Si le gouvernement veut créer les conditions de l'apaisement, il devra prendre en compte certaines remarques des syndicats. Sa réponse sera connue prochainement.
Le dispositif d'amendes vise en tout cas à combler le vide actuel en matière de sanctions, en permettant aux caisses locales d'utiliser un dispositif gradué, le déconventionnement restant une arme exceptionnelle. A noter que la pénalité prononcée pourra toujours être contestée devant le tribunal administratif.
Les principaux faits sanctionnés
• Professionnels de santé
- Non-respect du caractère personnel de la carte Vitale.
- Violation de l'obligation de transmettre au contrôle médical les éléments médicaux justifiant les prescriptions d'arrêts de travail et transports.
- Non-respect de l'obligation de mentionner le caractère non remboursable des actes et produits prescrits.
- Inobservation des conditions de prise en charge prévues lors de l'inscription au remboursement.

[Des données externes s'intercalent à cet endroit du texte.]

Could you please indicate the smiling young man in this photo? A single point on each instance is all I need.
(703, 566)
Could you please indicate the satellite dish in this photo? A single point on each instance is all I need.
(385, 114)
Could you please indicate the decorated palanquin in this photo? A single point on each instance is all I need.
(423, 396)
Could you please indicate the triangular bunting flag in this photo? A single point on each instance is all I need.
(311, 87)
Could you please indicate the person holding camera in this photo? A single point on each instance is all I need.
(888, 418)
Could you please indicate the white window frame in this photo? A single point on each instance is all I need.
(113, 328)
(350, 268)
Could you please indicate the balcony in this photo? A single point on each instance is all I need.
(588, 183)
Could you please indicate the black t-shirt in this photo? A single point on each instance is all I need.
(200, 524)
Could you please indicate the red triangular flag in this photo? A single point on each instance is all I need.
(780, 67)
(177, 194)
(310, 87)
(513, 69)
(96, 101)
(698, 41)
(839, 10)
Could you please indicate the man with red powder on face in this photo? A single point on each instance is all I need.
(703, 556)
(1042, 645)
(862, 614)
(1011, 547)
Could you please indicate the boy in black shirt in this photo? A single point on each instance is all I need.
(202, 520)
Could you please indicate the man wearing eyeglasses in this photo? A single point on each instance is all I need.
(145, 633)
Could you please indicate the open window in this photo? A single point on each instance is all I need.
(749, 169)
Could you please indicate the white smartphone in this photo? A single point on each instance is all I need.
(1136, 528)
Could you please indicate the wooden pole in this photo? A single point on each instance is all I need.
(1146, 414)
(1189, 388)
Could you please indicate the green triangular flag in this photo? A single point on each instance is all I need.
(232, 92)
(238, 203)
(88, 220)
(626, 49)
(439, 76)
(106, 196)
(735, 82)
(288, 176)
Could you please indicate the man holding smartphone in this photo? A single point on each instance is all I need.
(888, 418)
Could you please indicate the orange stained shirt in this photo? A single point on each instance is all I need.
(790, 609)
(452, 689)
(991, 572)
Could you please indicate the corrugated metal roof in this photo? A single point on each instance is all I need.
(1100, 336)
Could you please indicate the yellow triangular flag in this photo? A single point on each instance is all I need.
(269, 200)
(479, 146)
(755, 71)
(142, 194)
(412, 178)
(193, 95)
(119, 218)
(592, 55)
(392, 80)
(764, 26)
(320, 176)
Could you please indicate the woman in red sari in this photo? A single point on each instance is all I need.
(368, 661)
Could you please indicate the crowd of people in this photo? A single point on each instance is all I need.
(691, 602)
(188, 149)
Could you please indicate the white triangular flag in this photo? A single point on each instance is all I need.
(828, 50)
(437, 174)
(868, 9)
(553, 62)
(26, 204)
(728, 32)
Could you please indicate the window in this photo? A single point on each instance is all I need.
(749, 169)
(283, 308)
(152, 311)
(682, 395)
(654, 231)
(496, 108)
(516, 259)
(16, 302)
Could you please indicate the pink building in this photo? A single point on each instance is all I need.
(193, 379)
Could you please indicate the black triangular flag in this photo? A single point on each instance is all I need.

- Non-respect des obligations sur la nomenclature, cotation d'actes fictifs, fausses déclarations.
- Utilisation abusive des prescriptions d'arrêts de travail (notamment quand la pratique apparaît anormalement supérieure à la moyenne).
• Établissements de santé
- Manquements aux règles de facturation, erreurs de cotation.
- Inobservation des règles de prise en charge et de remboursement.
• Employeurs
- Non-respect de l'obligation de signalement de la date de reprise d'activité dans le cadre du service des indemnités journalières (IJ).
- Indications erronées ayant pour conséquence la majoration des IJ servies.
- Responsabilité avérée lorsqu'un assuré a bénéficié d'IJ de manière irrégulière.
• Assurés
- Fausses déclarations (état civil, résidence, qualité d'ayant droit, ressources) pour obtenir une prestation.
- Usurpation de carte Vitale.
- Inobservation des obligations sur le bénéfice des indemnités journalières.